University flirts with top spot in Victoria’s Secret contest

| Managing Editor

Victoria's_SecretPenn State might have clinched the title for the number-one party school in the country, but Washington University may soon be the school with the sexiest underwear.

The University is currently in third place in the annual Victoria’s Secret PINK line competition. The winning schools will receive a Victoria’s Secret-sponsored collegiate clothing line that includes sweatpants, T-shirts and lingerie. Many Wash. U. students are looking forward to the variety the collection could add.

“I think it would be really interesting if we won. I don’t know much about it but I feel like Wash. U. would be a different kind of school. Plus, I’d like to see new designs for our collegiate collection,” senior Anna Studstill said.
Last year’s winners, dubbed “class of 2009,” consisted of 24 schools, including University of Missouri-Columbia.

This year’s competition may prove to be even fiercer. All four-year colleges and universities are eligible to compete, and the University is currently third in the latest round of competition, with 93,102 votes. Considering this competition, some students believe even third place is something to celebrate.

“I’m glad we’re number three,” freshman Joanne Li said. “A lot of the schools they had were really big.”

The top school, Rochester Institute of Technology, currently sports 109,366 votes in the competition.

To boost the University’s rankings, the Facebook group “Washington University in St. Louis for Victoria Secret” sent out a mass message to group members on Aug. 19, urging them to vote.
This Facebook group grew out of the one designed for the incoming freshman class, according to freshman Adam Cheng. Most of its 745 members are freshmen.

Cheng, one of the group’s administrators, invited his fellow students to join the cause. He claimed that the last time he sent a message, more than 30,000 votes were cast in under 24 hours. Washington University gained over 6,000 votes after the most recent push, but the school still remains in third place behind Rochester and the United States Marine Corps University.

As the competition heats up, some students are speaking out against it. Sophomore Justin Taylor was invited to join the Facebook group but declined, saying that Washington University does not need this connection to Victoria’s Secret.

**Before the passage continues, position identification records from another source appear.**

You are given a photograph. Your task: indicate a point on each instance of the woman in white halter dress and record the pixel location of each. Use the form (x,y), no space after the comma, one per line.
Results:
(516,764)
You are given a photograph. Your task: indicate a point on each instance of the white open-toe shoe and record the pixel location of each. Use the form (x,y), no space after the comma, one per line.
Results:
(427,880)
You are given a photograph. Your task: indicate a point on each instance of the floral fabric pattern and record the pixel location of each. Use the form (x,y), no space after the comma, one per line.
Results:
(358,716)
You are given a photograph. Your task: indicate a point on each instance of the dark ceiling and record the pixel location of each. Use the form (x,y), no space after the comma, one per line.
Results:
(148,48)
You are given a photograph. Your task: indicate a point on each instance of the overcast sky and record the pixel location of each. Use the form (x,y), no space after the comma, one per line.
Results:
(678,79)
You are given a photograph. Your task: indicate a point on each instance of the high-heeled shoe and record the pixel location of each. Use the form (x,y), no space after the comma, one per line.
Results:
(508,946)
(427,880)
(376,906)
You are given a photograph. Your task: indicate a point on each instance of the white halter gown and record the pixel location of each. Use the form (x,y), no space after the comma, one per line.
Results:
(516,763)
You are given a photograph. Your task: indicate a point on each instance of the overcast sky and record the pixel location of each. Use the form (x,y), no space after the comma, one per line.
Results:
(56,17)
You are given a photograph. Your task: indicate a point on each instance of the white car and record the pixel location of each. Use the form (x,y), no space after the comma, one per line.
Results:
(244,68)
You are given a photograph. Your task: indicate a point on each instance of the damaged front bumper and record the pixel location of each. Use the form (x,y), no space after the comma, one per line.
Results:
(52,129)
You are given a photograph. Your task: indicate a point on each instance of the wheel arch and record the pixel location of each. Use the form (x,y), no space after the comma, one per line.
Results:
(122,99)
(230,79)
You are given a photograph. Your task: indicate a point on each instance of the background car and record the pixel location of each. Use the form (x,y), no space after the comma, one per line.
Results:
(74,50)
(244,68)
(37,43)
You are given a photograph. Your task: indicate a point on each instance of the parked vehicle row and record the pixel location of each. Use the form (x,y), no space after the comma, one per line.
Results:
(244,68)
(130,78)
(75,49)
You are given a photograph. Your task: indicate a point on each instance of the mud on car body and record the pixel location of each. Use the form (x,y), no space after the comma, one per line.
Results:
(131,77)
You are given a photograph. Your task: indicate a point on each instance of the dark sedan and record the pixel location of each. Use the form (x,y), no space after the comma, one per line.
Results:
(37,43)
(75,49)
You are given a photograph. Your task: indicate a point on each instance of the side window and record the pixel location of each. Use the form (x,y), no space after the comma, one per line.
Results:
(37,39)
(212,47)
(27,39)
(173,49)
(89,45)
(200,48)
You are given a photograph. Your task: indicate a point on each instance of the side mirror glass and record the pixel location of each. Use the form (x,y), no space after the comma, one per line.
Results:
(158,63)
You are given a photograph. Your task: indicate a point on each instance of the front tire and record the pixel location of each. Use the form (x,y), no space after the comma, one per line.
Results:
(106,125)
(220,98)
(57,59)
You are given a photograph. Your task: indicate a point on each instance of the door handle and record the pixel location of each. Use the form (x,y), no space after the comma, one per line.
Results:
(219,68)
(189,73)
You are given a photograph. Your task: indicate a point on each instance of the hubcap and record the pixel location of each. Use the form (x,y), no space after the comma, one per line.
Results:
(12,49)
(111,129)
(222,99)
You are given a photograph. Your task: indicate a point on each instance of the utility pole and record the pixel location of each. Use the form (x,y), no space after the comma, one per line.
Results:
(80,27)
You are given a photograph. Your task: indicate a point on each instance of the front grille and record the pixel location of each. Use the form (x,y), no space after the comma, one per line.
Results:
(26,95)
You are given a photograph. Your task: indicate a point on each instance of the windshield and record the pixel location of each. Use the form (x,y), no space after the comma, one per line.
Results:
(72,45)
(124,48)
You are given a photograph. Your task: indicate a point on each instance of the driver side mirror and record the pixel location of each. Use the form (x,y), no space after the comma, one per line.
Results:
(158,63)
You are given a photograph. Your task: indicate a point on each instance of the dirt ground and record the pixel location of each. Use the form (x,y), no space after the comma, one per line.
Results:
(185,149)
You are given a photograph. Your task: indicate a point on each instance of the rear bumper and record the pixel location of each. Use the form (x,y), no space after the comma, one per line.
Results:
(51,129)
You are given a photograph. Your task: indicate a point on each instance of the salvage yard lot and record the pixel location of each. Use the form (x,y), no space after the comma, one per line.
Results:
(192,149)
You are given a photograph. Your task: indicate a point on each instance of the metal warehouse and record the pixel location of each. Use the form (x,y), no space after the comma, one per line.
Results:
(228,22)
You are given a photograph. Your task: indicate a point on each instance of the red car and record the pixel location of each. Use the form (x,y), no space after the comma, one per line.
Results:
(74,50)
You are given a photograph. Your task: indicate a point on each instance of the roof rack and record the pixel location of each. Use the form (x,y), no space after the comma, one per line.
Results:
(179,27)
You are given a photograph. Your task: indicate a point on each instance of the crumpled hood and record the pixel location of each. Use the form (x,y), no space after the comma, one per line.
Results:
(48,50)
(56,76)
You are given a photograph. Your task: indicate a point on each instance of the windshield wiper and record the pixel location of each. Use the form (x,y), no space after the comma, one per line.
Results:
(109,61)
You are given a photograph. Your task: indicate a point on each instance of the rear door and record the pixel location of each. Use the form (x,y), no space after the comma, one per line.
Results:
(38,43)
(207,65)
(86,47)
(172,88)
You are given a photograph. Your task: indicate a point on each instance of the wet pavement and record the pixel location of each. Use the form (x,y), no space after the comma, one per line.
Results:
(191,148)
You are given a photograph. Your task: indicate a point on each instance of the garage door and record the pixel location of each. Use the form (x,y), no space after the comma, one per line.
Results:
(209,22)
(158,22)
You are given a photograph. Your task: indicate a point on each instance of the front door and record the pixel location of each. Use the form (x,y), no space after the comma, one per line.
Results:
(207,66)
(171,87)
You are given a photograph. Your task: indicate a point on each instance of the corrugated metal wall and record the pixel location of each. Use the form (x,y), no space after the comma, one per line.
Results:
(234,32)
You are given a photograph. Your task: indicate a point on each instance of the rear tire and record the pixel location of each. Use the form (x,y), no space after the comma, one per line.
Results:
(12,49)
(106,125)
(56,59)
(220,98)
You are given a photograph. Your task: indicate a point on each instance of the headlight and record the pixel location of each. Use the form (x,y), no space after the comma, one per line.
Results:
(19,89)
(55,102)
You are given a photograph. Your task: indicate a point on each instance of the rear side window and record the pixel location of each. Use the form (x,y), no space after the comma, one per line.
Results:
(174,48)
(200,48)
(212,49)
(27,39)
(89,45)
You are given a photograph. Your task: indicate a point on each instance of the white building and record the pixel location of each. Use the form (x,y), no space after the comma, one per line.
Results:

“I don’t want this at all,” Taylor said. “We are a 150-year-old academic institution and we don’t need this.”

Cheng disagrees that this association with Victoria’s Secret would have any negative impact on the school or on its academic reputation. He believes that winning this contest would just mean that students could buy new clothes with Wash. U. pride.

“I think the students here are just like everyone else. We are young, we’re trendy and we like things that are new and fashionable. The name is still going to be prestigious even if we get new clothing,” Cheng said.

And there are other benefits, Cheng said, like school spirit and a way to connect to your fellow classmates.

Whether the Victoria’s Secret competition does “bring the school together” as Cheng believes it would, or becomes an unnecessary distraction, the clothing competition continues with Wash. U. as the underdog that has proved a competitive presence.